A trial judge dealt in a different way with what seemed to be entrapment. The vehicle was stopped at a roadblock and officers directed the driver to exit, but they left the keys in the ignition despite the fact that the passenger was observably intoxicated. While officers were dealing with the driver the passenger attempted to drive away. Officers stopped the passenger and arrested him for DUI. The trial judge found the arrest to be illegal and granted a motion to suppress because “law enforcement essentially facilitated the driving or actual physical control element” of the offense.
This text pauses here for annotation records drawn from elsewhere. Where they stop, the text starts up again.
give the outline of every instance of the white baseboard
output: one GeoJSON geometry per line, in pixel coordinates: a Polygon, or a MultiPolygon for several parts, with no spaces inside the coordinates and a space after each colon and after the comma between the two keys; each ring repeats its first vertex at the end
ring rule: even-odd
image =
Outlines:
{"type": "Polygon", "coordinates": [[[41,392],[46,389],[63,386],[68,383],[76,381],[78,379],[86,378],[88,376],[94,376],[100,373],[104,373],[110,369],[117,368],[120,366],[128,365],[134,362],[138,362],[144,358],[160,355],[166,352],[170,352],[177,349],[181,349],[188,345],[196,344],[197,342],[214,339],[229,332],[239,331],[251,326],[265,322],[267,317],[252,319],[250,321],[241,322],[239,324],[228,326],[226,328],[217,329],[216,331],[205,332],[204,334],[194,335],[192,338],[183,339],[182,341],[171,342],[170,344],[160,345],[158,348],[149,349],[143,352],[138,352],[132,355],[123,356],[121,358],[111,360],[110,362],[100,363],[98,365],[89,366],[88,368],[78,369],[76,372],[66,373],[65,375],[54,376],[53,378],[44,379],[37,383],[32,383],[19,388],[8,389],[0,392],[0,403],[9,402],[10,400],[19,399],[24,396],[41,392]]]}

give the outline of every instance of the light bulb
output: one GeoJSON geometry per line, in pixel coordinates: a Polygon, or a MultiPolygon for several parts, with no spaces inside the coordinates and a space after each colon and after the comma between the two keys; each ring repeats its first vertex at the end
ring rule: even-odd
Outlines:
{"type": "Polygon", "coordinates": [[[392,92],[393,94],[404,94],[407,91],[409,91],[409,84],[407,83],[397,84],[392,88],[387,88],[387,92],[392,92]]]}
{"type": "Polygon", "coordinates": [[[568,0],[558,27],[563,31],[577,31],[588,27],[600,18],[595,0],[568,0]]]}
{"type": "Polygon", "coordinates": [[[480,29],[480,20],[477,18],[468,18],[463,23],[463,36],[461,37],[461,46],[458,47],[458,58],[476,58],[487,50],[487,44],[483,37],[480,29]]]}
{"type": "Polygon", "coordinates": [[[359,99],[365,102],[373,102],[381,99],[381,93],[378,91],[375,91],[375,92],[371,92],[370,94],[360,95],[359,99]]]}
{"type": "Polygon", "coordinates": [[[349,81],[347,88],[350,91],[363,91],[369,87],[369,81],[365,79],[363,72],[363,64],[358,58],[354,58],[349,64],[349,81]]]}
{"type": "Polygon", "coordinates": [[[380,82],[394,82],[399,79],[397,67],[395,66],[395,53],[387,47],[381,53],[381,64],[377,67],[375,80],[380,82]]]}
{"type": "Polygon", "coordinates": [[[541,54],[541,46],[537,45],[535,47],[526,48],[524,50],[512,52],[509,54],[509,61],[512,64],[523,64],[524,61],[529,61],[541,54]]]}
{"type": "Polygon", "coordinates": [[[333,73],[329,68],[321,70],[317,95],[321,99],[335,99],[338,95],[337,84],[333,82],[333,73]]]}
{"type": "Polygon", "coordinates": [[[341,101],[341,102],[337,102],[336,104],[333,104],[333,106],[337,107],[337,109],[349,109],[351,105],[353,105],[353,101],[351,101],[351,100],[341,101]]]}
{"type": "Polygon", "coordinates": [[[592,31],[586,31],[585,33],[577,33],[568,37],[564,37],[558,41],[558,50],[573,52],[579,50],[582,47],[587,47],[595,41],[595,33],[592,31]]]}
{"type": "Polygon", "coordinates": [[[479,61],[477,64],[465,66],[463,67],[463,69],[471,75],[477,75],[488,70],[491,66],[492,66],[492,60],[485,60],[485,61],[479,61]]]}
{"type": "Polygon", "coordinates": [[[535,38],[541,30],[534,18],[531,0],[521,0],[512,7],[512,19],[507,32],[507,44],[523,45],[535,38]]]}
While a case for entrapment can be asserted by an experienced Fort Lauderdale DUI attorney in some instances, the defendant should proceed with caution. If the defendant has prior DUI convictions, there are serious evidentiary consequences resulting from reliance on the entrapment defense. For instance, in meeting its burden to show predisposition, the State “may make ‘an appropriate and searching inquiry’ into the conduct of the accused and present evidence of the accused’s prior criminal history, even though such evidence is normally inadmissible.” This does not generally permit the State to present evidence of similar crimes committed after the charged offense. The subsequent crimes may, however, be sufficiently close in time and place for the trial court to properly admit such evidence. Thus, in Kent v. State, the court ruled that the trial judge did not abuse his discretion by admitting evidence that the defendant had sold narcotics at the same location five days after the charged crime. This evidence tended to prove pre-disposition.